Wednesday, November 14, 2007

Sigh

Idk why, but I'm feeling completely unmotivated right now. It's all of a sudden, but I sort of feel lonely. Not nearly as lonely as I've felt in the past... Actually, maybe it's not loneliness, but frustration/sadness at the monotony of life right now. I haven't met anyone, all I do is do my homework in the morning, go to class, eat lunch, do a little work in the afternoon if I didn't finish in the morning, and then come home to eat and... sit at my computer staring at the screen and listening to music. Not much of a life is it...

Thursday, November 01, 2007

It's been awhile...

Just some small thoughts...

I keep drifting back to Pauline. There's no solid train of thought, and it's not like my mind focuses on her. Rather, it's more like there's this feeling of wanting to see her again and talk with her face to face. I wonder if we'll see each other again soon - within the next year? It'd be nice if I could find some excuse to go to Germany, or she to San Francisco. I don't see any reason for it to happen anytime soon though.

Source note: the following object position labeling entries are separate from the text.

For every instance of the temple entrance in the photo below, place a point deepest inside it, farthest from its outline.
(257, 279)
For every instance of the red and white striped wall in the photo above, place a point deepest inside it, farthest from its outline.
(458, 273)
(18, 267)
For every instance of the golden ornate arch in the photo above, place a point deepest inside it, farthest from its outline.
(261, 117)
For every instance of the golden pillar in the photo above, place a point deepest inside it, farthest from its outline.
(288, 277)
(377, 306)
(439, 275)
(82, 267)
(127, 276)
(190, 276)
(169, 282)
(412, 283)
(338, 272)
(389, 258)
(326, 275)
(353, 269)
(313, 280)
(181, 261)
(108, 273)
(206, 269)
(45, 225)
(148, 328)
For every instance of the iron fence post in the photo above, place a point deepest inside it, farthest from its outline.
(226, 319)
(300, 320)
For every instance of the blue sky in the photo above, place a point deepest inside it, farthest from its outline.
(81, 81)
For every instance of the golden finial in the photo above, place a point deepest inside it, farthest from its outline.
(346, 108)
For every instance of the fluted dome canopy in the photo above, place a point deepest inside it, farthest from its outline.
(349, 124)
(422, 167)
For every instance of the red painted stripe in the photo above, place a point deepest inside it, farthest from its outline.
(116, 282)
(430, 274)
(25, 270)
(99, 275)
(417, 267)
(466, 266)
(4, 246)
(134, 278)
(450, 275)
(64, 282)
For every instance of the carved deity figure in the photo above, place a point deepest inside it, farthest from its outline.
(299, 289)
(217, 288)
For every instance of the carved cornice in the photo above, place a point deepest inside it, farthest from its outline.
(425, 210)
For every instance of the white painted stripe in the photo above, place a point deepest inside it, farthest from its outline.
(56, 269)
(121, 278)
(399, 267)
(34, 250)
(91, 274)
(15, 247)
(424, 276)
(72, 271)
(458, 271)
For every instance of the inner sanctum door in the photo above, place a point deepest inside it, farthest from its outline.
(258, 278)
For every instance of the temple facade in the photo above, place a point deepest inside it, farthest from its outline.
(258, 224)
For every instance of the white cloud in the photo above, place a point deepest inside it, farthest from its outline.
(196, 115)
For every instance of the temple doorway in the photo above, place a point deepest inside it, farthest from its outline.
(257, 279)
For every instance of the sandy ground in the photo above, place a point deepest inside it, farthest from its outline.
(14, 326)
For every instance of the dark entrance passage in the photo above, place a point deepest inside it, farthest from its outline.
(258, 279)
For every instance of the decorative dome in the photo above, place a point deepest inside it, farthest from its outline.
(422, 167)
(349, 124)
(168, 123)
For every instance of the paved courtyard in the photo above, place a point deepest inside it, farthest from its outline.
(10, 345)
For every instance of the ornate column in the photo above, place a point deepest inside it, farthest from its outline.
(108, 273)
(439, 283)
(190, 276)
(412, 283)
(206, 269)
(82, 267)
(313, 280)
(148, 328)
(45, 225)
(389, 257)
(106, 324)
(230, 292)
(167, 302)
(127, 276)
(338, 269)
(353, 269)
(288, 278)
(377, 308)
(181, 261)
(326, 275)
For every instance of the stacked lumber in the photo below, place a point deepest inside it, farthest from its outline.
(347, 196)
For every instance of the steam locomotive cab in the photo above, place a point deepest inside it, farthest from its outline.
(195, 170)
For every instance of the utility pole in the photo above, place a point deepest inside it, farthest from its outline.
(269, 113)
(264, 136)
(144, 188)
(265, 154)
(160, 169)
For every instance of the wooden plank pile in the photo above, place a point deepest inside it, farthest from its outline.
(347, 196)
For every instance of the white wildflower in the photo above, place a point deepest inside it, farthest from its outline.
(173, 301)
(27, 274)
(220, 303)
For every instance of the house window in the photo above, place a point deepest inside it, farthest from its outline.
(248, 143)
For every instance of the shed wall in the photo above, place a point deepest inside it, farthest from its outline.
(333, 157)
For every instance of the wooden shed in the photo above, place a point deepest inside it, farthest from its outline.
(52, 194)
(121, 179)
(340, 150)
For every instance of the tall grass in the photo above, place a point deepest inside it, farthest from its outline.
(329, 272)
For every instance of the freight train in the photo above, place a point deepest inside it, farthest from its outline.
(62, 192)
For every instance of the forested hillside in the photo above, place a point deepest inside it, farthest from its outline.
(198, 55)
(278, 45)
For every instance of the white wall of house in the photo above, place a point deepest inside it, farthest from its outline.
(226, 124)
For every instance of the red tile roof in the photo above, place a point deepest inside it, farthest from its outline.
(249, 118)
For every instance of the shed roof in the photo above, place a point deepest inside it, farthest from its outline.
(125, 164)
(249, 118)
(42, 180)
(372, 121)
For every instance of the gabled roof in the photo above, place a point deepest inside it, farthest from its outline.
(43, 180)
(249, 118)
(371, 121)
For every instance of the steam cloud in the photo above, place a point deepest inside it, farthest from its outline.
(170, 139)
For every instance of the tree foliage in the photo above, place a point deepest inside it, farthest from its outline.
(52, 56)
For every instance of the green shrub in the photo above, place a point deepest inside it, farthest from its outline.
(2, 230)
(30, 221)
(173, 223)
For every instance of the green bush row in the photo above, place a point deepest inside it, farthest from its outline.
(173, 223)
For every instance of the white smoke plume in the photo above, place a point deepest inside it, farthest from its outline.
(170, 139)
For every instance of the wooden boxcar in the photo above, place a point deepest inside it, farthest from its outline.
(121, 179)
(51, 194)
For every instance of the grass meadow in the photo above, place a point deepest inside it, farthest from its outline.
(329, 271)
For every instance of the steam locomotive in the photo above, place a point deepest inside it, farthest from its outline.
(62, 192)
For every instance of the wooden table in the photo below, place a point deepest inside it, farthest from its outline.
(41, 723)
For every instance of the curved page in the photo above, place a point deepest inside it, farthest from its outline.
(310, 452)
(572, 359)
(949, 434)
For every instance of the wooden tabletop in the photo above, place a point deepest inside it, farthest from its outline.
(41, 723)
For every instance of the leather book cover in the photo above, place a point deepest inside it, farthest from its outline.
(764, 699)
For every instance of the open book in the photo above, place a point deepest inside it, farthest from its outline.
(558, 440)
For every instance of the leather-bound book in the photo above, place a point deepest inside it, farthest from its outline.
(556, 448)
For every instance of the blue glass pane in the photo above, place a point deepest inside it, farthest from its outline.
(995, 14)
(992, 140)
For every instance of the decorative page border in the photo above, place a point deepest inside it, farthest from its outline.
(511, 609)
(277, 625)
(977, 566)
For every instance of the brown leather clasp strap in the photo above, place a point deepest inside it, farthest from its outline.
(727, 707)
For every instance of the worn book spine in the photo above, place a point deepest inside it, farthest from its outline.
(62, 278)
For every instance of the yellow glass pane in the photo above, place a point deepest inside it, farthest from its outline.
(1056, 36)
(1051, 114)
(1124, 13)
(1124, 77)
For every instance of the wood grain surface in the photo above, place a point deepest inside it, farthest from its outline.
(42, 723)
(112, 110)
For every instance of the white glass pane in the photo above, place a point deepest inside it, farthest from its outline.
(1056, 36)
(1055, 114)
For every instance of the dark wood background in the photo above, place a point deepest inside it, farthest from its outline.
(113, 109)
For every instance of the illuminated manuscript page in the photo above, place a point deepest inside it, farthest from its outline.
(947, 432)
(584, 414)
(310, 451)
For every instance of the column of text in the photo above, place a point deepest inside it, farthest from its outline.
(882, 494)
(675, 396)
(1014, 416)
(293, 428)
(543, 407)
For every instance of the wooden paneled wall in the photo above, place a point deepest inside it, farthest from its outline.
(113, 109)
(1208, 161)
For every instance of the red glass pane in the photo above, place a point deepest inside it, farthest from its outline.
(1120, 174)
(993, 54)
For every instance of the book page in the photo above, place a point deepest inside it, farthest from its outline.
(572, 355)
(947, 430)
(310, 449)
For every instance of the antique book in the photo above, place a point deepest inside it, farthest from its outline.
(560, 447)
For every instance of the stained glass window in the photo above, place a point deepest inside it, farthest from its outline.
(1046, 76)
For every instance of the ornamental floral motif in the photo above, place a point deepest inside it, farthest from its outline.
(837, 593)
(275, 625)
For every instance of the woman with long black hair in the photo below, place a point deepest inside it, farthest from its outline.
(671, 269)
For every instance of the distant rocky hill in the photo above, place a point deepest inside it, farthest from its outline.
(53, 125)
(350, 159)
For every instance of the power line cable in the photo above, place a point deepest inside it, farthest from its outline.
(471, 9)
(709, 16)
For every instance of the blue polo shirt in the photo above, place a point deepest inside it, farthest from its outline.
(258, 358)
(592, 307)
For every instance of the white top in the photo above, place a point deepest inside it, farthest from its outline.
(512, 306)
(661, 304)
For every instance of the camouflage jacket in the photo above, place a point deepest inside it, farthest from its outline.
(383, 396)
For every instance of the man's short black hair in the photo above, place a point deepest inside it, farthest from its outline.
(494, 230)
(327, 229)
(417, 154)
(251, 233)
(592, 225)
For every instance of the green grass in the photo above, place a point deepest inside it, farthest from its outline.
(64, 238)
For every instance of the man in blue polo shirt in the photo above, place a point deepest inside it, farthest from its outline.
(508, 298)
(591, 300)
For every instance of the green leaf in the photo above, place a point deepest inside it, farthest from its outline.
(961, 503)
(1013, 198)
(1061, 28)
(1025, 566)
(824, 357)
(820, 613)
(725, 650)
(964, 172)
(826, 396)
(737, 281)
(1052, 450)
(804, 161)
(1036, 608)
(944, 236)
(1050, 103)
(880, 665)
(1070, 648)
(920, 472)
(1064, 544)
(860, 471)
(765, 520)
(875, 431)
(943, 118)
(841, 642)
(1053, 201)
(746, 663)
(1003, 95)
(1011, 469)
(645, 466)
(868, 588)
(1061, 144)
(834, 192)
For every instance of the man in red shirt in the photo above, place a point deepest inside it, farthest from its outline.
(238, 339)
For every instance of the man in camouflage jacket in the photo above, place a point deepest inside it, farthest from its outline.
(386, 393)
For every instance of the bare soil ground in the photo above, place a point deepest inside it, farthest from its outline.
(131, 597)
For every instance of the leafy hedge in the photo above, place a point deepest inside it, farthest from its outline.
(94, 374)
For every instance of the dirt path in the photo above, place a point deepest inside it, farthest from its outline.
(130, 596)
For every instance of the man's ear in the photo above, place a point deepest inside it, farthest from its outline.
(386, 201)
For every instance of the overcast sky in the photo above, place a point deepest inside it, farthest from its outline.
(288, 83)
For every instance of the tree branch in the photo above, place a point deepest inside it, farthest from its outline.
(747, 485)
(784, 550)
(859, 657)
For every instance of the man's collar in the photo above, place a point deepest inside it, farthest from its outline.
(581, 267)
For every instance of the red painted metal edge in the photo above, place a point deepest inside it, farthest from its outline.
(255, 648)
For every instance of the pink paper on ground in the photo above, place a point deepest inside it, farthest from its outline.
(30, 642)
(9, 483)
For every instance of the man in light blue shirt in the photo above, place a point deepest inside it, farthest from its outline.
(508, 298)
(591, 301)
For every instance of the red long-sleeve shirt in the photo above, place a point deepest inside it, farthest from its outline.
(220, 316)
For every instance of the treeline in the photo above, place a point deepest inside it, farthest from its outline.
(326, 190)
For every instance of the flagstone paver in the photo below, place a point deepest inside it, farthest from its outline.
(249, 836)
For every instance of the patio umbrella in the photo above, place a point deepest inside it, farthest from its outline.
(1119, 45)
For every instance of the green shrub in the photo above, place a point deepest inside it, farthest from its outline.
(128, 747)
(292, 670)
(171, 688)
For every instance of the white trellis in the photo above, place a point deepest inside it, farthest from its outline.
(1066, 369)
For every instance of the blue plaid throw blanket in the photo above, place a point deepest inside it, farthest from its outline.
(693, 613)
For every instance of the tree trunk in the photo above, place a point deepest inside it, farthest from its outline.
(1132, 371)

Sometimes I feel that I'm the only one who notices and appreciates certain seemingly minor things. I walk into my Chinese classroom an hour before class starts: all the lights are off except for two bulbs in the front, one lighting from above and slightly behind the TV and the other midway across the chalkboard. They act as spot lights in the front and the shadow's cast by the TV suspended in the air make an interesting, almost symmetrical V-pattern on the wall. When I first walked in, I was about to turn on all the lights like I usually do when they're all turned off. But the ambience of the room was different from normal, and it felt soothing and tranquil. So instead, I sat in my seat and just listened, and looked at the front of the room. There was a slight sound from the fans in the building, otherwise there was only myself, the lights, and the empty desks. I really like finding myself in these type of situations. Would someone else have noted the stillness of the room and taken the time to absorb the mood? I like finding these hidden gems that I feel only I would notice and appreciate. Though, it would be great to meet someone who appreciates and notices them like I do.